Safety Success During the Construction of the San Diego Central Library

Morley Construction Company ran three safety meetings a day to keep workers and their jobsite safe at the construction of the San Diego Central Library.

Work at heights, such as columns and the concrete gravity arch, necessitated fall protection like horizontal life lines and self-retracting life lines.
Work at heights, such as columns and the concrete gravity arch, necessitated fall protection like horizontal life lines and self-retracting life lines.

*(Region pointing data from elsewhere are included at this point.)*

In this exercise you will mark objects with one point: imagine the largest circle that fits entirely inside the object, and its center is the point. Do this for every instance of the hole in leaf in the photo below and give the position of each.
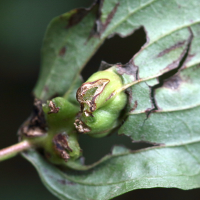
(96, 148)
(116, 50)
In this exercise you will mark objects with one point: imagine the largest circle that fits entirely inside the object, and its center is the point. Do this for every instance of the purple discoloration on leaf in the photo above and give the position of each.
(62, 51)
(175, 46)
(173, 82)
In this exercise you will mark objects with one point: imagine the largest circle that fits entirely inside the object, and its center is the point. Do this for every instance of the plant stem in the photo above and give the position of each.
(13, 150)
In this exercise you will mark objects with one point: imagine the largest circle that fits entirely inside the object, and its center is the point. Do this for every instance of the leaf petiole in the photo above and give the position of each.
(13, 150)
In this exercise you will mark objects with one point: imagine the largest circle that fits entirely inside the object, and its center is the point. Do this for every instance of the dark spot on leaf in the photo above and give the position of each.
(36, 124)
(53, 108)
(111, 95)
(189, 57)
(130, 95)
(104, 25)
(130, 68)
(173, 82)
(62, 51)
(46, 88)
(175, 46)
(66, 182)
(104, 65)
(134, 106)
(77, 17)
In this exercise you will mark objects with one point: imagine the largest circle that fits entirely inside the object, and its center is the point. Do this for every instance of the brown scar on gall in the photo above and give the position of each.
(53, 108)
(82, 92)
(61, 145)
(81, 127)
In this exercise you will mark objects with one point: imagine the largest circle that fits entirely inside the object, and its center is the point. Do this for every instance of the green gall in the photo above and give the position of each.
(100, 103)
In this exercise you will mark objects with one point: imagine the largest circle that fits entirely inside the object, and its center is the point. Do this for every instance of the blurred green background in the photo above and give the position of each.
(22, 27)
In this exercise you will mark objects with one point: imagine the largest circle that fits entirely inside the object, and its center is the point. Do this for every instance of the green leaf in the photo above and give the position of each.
(173, 42)
(123, 171)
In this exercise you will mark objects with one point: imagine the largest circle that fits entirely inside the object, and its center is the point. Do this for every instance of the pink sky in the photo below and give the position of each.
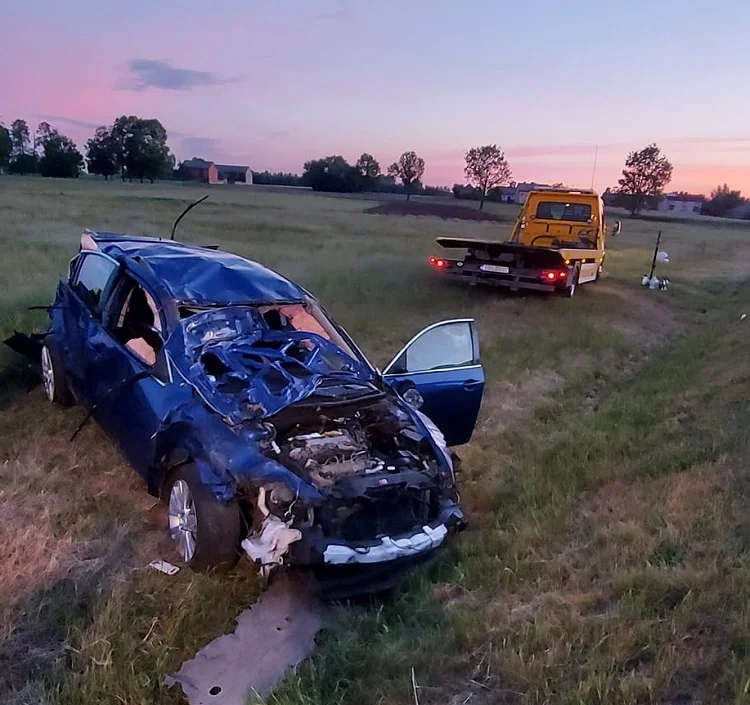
(275, 85)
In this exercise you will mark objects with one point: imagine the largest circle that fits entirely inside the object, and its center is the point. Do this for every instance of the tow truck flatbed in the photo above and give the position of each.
(557, 244)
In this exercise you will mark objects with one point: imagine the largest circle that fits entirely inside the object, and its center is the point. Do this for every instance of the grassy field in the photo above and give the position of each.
(608, 556)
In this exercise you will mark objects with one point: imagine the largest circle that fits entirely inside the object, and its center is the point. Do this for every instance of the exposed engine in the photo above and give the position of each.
(367, 443)
(327, 457)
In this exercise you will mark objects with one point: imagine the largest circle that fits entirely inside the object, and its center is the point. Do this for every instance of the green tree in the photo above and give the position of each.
(20, 137)
(141, 148)
(6, 146)
(43, 131)
(23, 159)
(102, 153)
(369, 170)
(645, 175)
(60, 156)
(409, 169)
(722, 201)
(486, 168)
(146, 154)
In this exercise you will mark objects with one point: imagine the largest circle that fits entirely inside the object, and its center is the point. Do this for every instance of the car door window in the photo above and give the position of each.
(441, 347)
(92, 280)
(136, 322)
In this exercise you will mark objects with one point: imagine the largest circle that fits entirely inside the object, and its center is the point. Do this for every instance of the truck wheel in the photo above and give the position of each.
(205, 531)
(53, 375)
(571, 290)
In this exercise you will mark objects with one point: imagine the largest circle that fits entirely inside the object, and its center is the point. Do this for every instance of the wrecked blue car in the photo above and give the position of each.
(253, 415)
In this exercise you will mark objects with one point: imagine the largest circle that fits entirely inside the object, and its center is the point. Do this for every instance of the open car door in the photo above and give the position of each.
(442, 361)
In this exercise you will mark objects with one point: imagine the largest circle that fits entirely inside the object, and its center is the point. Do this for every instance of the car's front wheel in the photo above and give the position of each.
(53, 375)
(204, 530)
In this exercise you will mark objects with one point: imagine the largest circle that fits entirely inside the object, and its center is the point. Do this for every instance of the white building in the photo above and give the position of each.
(681, 203)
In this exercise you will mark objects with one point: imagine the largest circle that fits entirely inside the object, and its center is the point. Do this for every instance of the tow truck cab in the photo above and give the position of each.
(558, 242)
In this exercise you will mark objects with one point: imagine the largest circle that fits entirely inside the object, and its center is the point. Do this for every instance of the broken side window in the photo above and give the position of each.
(137, 323)
(93, 277)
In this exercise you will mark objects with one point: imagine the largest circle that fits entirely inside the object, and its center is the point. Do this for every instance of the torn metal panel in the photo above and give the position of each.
(202, 275)
(274, 635)
(246, 371)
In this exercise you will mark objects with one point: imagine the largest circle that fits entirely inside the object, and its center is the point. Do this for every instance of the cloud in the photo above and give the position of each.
(54, 119)
(343, 12)
(152, 73)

Central to the success at the San Diego Central Library project was general contractor Turner Construction’s dedication to safety. One of the determining factors in the best-value bid process for choosing the concrete subcontractor on the project was the company’s safety record and program. Turner Construction’s full-time safety manager on the project worked closely with concrete subcontractor Morley Construction’s team of safety professionals, led by Morley’s project safety engineer Joe Whiteman.

The Morley crews followed typical safety precautions on the job, wearing safety glasses, hard hats, gloves and Class 2 high visibility vests every day. Because of the height of the building and features like inclined columns, a 46-foot-high concrete gravity arch and cantilevered roof sections, safety harnesses, lanyards and other fall protection equipment were also daily safety PPE for crews.

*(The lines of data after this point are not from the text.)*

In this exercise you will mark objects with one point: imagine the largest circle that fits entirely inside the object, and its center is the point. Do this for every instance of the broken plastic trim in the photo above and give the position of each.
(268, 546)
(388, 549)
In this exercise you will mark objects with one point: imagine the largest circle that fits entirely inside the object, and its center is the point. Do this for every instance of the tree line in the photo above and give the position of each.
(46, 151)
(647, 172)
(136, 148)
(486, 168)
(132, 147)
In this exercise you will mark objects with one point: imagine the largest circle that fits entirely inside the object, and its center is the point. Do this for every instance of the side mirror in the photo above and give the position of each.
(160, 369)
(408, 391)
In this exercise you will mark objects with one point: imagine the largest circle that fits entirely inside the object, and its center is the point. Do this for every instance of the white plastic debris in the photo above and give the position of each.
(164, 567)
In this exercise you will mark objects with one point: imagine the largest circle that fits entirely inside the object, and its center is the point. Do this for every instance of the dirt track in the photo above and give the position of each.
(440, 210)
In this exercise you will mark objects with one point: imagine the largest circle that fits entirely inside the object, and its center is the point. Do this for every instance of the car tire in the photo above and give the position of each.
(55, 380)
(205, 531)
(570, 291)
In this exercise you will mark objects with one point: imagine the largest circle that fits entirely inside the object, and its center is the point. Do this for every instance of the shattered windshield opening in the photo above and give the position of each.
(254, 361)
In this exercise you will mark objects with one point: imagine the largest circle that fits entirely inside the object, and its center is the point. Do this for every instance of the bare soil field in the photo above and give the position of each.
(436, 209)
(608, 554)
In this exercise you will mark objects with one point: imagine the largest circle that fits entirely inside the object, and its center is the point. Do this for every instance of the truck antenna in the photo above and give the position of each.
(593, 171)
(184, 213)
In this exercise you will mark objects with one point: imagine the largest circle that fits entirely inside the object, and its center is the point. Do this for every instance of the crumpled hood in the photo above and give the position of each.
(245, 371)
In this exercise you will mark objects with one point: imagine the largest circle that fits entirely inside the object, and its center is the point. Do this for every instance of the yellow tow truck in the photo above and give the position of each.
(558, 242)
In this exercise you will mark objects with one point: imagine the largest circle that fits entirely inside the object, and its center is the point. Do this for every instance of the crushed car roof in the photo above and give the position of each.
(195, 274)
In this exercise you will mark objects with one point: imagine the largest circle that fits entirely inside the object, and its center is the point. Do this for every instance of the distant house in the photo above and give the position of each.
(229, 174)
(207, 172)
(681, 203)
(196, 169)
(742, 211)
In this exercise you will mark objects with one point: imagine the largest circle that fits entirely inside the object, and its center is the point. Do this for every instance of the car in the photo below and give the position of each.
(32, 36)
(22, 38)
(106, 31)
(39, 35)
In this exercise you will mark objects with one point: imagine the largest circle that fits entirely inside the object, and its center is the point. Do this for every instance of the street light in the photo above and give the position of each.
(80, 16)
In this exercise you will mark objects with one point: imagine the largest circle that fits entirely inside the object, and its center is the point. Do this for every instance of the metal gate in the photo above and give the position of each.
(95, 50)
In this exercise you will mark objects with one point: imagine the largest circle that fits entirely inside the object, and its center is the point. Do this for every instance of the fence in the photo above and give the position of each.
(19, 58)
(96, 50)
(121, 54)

Workers had three safety meetings each day. Mornings on the jobsite started with a stretch and flex class followed by a toolbox meeting on the jobsite hazards workers would face that day. “Because conditions change throughout the day in regard to safety, we also held ‘halftime talks’ with employees for five minutes after the lunch break,” Whiteman adds.

One of the leading safety issues on this project was the aggressive construction schedule. The safety teams for Turner and Morley were in close contact to ensure safety plans changed along with the construction schedule. “When changes happened, we were on site to adjust the safety program and engineer any issues out of the job,” Whiteman says.

Another safety challenge for Whiteman’s crew was the number of one-off designs throughout the building, which required the safety team to create a specific safety procedure for each unique element. “For example, the 46-foot-high, 70-foot-long concrete gravity arch required a specific safety plan that engineered safety into every step of the process, including form erection, concrete placement and stripping forms,” Whiteman says. “There was no safety precedent for that type of construction, and there were lot of instances of these one-off features to safety engineer.”

Morley crews experienced no lost-time accidents during the more than 400 days on site. As testament, Turner awarded Whiteman, Morley project superintendent Jim Picard and general foreman Ben Larsen each with project safety awards.